Obviamente, se estivermos envolvidos em pecados graves, o Senhor é claro e inequívoco; precisamos parar, obter ajuda de nosso bispo e abandonar essas práticas imediatamente. Mas, como o élder David A. Bednar exortou: “Pequenas, constantes e progressivas melhoras espirituais são os passos que o Senhor gostaria que déssemos. Preparar-se para caminhar sem culpa diante de Deus é um dos propósitos principais da mortalidade e o objetivo de uma vida inteira; não é resultado de momentos esporádicos de intensa atividade espiritual”.10
Será que essa abordagem de pequenos passos para o arrependimento e para a mudança verdadeira realmente funciona? A prova está em prosseguir pedalando, não é mesmo? Vejam o que aconteceu com o ciclismo britânico nas últimas duas décadas, desde a implementação dessa filosofia. Os ciclistas britânicos já ganharam, surpreendentemente, a famosa Tour de France seis vezes. Nos últimos quatro Jogos Olímpicos, a Grã-Bretanha foi o país mais bem-sucedido em todas as modalidades do ciclismo. E, nas Olimpíadas de Tóquio, o Reino Unido ganhou mais medalhas de ouro no ciclismo do que qualquer outro país.
Mas, superando em muito a prata ou o ouro do mundo, nossa preciosa promessa em nosso caminho para a eternidade é que realmente “[triunfaremos] em Cristo”.11 E, ao nos comprometermos a fazer pequenas, mas constantes melhorias, temos a promessa de alcançar “a incorruptível coroa de glória”.12 A fim de que desfrutemos dessa incorruptível coroa de glória, convido-os a examinar sua vida e ver o que os está impedindo de prosseguir ou até mesmo fazendo com que fiquem estagnados no caminho do convênio. Em seguida, ampliem sua visão. Procurem pequenas correções adicionais que sejam possíveis de serem feitas e que resultem na doce alegria de nos tornarmos um pouco melhores.

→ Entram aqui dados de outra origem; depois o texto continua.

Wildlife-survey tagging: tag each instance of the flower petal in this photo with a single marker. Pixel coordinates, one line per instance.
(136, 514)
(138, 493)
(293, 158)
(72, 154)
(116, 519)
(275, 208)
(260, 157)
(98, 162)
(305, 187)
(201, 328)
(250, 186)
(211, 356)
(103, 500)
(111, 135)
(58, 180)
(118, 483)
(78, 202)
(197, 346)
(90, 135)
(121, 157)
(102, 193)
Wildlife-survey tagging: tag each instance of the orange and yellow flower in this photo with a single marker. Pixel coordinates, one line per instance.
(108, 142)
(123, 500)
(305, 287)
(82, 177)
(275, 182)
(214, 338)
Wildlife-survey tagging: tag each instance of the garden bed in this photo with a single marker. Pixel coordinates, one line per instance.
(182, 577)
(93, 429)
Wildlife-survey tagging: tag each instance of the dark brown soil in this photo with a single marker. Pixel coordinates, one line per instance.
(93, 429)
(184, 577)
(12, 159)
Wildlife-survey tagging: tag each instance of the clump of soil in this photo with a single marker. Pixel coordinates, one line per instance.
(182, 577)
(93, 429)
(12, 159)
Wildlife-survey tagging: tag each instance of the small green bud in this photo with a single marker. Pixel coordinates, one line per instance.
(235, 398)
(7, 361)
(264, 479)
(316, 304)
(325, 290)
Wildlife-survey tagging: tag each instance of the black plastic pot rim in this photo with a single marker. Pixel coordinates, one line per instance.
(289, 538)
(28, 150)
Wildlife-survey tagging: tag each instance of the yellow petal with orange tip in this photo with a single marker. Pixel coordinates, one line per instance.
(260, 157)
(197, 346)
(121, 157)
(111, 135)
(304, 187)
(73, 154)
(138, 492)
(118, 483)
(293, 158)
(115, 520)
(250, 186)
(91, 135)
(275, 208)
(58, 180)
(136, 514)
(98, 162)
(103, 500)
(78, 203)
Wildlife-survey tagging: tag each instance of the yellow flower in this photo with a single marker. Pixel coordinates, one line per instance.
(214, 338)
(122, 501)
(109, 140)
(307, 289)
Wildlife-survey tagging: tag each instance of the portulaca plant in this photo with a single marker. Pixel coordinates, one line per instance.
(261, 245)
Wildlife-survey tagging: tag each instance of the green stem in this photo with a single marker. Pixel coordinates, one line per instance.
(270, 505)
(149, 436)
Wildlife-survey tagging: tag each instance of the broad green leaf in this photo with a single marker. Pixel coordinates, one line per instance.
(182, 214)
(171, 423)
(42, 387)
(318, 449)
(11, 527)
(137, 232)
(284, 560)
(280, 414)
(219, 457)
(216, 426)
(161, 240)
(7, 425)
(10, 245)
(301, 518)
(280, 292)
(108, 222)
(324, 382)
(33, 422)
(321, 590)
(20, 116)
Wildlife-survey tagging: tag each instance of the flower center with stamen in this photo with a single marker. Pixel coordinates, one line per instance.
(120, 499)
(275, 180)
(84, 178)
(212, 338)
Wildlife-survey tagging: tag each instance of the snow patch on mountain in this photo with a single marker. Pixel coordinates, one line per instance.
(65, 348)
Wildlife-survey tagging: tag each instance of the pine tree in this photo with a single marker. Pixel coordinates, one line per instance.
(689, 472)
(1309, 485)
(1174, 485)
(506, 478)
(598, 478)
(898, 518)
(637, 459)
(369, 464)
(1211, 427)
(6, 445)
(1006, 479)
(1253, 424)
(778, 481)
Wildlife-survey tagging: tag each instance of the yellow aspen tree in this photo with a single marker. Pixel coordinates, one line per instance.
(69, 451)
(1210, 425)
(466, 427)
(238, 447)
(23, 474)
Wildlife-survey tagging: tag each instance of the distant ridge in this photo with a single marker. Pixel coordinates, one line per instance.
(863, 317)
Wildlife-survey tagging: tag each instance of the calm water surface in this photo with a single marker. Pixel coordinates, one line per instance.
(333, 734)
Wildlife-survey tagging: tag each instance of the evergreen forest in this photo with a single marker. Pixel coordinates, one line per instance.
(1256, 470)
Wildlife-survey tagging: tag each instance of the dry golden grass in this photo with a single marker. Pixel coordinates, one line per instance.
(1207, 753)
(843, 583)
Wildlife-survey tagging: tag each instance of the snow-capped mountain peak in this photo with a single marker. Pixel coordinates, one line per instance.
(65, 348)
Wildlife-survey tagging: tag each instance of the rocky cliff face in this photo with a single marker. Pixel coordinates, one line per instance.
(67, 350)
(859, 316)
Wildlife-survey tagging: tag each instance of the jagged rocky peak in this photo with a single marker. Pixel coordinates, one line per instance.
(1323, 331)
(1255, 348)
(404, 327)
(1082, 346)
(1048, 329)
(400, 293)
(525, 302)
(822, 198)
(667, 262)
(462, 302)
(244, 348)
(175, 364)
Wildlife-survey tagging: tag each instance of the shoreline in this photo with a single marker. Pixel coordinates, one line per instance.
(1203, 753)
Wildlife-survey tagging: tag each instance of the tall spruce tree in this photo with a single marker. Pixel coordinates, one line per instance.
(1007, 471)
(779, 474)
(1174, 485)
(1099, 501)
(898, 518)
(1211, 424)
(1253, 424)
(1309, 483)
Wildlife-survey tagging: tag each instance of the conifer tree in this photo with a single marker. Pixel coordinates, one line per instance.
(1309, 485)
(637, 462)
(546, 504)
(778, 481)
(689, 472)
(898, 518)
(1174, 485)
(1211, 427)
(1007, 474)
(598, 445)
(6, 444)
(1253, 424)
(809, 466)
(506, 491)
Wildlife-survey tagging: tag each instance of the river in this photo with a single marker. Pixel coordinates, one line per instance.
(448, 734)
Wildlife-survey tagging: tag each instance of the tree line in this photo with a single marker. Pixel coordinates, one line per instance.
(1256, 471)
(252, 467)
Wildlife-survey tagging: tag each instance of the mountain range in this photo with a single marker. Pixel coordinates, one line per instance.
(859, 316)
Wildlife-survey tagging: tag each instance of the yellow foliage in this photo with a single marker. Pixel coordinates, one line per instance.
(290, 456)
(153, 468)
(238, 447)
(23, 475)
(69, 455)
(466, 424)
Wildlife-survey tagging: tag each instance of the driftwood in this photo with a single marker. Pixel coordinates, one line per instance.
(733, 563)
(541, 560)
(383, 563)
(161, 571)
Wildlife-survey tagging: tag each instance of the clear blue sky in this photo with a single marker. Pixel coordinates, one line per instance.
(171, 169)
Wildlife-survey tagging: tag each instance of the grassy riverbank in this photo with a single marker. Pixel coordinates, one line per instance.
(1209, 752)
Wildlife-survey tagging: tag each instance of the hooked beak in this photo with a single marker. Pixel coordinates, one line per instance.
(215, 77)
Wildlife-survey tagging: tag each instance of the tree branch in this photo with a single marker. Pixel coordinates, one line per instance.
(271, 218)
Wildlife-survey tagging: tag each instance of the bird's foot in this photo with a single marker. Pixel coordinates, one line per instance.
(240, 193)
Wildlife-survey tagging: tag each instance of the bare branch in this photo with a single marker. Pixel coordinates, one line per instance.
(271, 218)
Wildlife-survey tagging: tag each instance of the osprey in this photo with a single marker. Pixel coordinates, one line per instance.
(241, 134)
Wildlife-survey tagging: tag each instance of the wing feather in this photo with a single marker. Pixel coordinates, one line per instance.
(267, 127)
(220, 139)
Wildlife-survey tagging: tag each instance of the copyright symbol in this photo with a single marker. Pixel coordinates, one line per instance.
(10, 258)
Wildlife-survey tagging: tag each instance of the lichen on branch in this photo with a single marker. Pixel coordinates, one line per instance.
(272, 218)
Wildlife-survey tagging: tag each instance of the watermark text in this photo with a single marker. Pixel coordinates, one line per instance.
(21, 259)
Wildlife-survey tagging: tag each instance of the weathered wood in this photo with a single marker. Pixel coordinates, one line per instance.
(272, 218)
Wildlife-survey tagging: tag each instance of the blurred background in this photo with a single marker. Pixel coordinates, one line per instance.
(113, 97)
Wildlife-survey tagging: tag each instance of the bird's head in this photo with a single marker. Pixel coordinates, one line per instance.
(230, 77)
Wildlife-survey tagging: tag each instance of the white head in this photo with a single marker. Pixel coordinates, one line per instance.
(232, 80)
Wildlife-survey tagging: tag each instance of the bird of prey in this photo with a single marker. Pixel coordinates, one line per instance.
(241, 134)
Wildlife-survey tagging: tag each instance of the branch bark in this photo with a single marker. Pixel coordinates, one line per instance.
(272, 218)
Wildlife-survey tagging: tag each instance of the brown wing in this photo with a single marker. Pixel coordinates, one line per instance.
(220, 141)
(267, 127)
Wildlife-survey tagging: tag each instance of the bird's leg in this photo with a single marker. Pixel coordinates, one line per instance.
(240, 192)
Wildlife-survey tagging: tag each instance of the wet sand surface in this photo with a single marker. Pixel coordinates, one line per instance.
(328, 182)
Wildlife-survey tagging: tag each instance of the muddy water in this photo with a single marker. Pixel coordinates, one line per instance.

Lembrem-se, Davi usou apenas uma pequena pedra para derrubar um gigante aparentemente invencível. Mas ele tinha outras quatro pedras à mão. Assim como a inclinação iníqua e o destino eterno de Alma, o Filho, foram modificados por um pensamento simples e significativo — uma lembrança dos ensinamentos de seu pai sobre a graça salvadora de Jesus Cristo. E assim foi com nosso Salvador, que, mesmo sem cometer pecados, “não recebeu da plenitude, mas continuou de graça em graça, até receber a plenitude”.13
Ele, que sabe quando um passarinho cai, está igualmente atento aos pequenos e aos grandes momentos de nossa vida, e está pronto agora para ajudá-los em sua busca do um por cento nesta conferência. Porque todo esforço que fazemos para nos arrepender, não importa o quanto nos pareça pequeno, pode fazer uma grande diferença em nossa vida.
Com isso em mente, o élder Neal A. Maxwell ensinou: “Cada declaração de um justo desejo, cada ato de serviço e cada ato de adoração, por menores e mais gradativos que sejam, aceleram nosso ritmo espiritual”.14 Na verdade, é por meio de coisas pequenas, simples e, sim, mesmo de apenas um por cento, que as grandes são realizadas.15 A vitória final é cem por cento certa, “depois de tudo o que pudermos fazer”,16 por meio do poder, dos méritos e da misericórdia de nosso Senhor e Salvador Jesus Cristo. Presto testemunho disso em nome de Jesus Cristo, amém.